References
Amalgamation of code, commands, formulas, or tidbits I find myself repeatedly googling the syntax of
ML code
The most basic calls to openai client
import openai
base_url = None # if you need to specify a non-OpenAI model, set this to a base_url
api_key = os.environ['OPENAI_API_KEY'] # This will actually happen by default, but keeping the boilerplate here in case you need some other api key.
client = openai.OpenAI(base_url=base_url, api_key=api_key)
prompt = "your prompt here!"
model = "gpt-4o-mini"
max_tokens = 128
response = client.chat.completions.create(
model=model,
messages=[{'role': 'user', 'content': prompt}],
max_tokens=max_tokens,
)
print(response.choices[0].message.content)

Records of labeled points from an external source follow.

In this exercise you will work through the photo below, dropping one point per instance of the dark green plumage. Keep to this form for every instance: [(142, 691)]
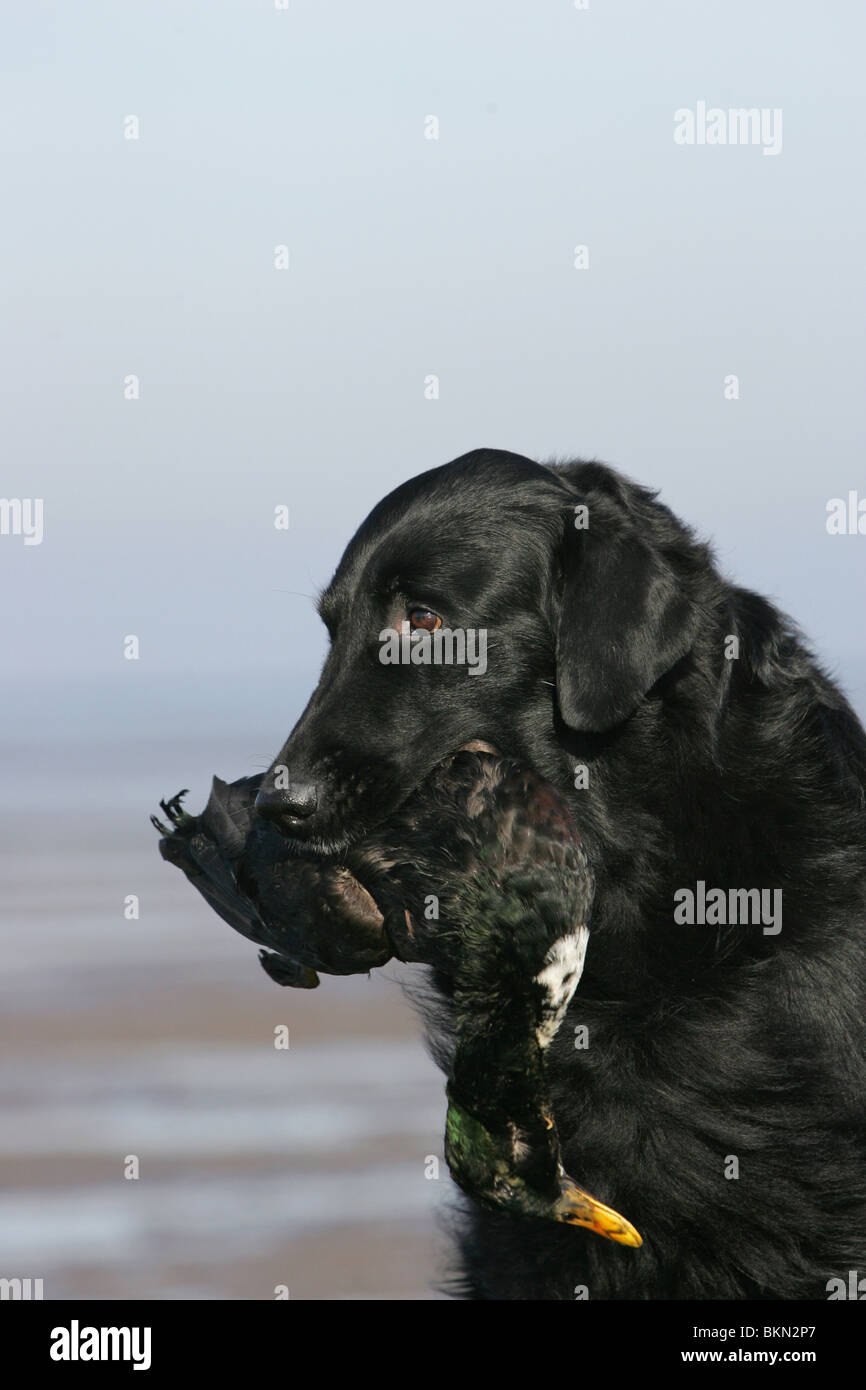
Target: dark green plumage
[(480, 875)]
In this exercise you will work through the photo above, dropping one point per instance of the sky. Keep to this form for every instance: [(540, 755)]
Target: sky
[(307, 127)]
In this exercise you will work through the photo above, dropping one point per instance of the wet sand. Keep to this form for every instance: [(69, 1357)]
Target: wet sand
[(153, 1040)]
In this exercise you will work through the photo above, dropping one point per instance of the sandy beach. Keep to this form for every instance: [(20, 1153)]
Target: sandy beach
[(152, 1040)]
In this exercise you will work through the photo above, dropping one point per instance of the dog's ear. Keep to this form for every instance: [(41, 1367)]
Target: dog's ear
[(624, 617)]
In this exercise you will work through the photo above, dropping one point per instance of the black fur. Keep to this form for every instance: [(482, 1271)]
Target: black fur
[(606, 648)]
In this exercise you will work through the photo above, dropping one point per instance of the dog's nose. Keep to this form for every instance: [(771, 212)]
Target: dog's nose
[(288, 805)]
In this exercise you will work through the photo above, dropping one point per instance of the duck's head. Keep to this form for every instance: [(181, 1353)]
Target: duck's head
[(520, 1173)]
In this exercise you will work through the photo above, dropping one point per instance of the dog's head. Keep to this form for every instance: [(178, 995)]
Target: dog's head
[(481, 603)]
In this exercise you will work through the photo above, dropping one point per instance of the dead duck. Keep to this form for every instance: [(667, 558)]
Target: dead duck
[(480, 875)]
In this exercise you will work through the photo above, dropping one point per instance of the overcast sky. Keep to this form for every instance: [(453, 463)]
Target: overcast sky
[(407, 256)]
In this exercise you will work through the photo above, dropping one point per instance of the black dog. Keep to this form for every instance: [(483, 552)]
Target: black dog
[(709, 1077)]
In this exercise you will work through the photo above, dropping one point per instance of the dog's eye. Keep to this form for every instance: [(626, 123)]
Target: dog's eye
[(424, 619)]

Call openai client with threads
from openai import OpenAI
from concurrent.futures import ThreadPoolExecutor, as_completed
shared_client = OpenAI(base_url=None, api_key=os.environ['OPENAI_API_KEY'])
def generate(content: str):
return shared_client.chat.completions.create(
model="gpt-4o-mini",
messages=[{'role': 'user', 'content': content}],
max_tokens=512,
).choices[0].message.content
prompts = [
"I am a beacon of knowledge blazing out across a black sea of ignorance.",
"I'm coming friends, wait for me!",
"Axe is a pig?",
"Lich gonna have your mana!",
]
results = {}
# Change max_workers here
with ThreadPoolExecutor(max_workers=12) as executor:
futures = {executor.submit(generate, prompt): index for index, prompt in enumerate(prompts)}
for future in as_completed(futures):
i = futures[future]
result = future.result()
results[i] = result
Using a tiktoken tokenizer
import tiktoken
enc = tiktoken.encoding_for_model("gpt-4")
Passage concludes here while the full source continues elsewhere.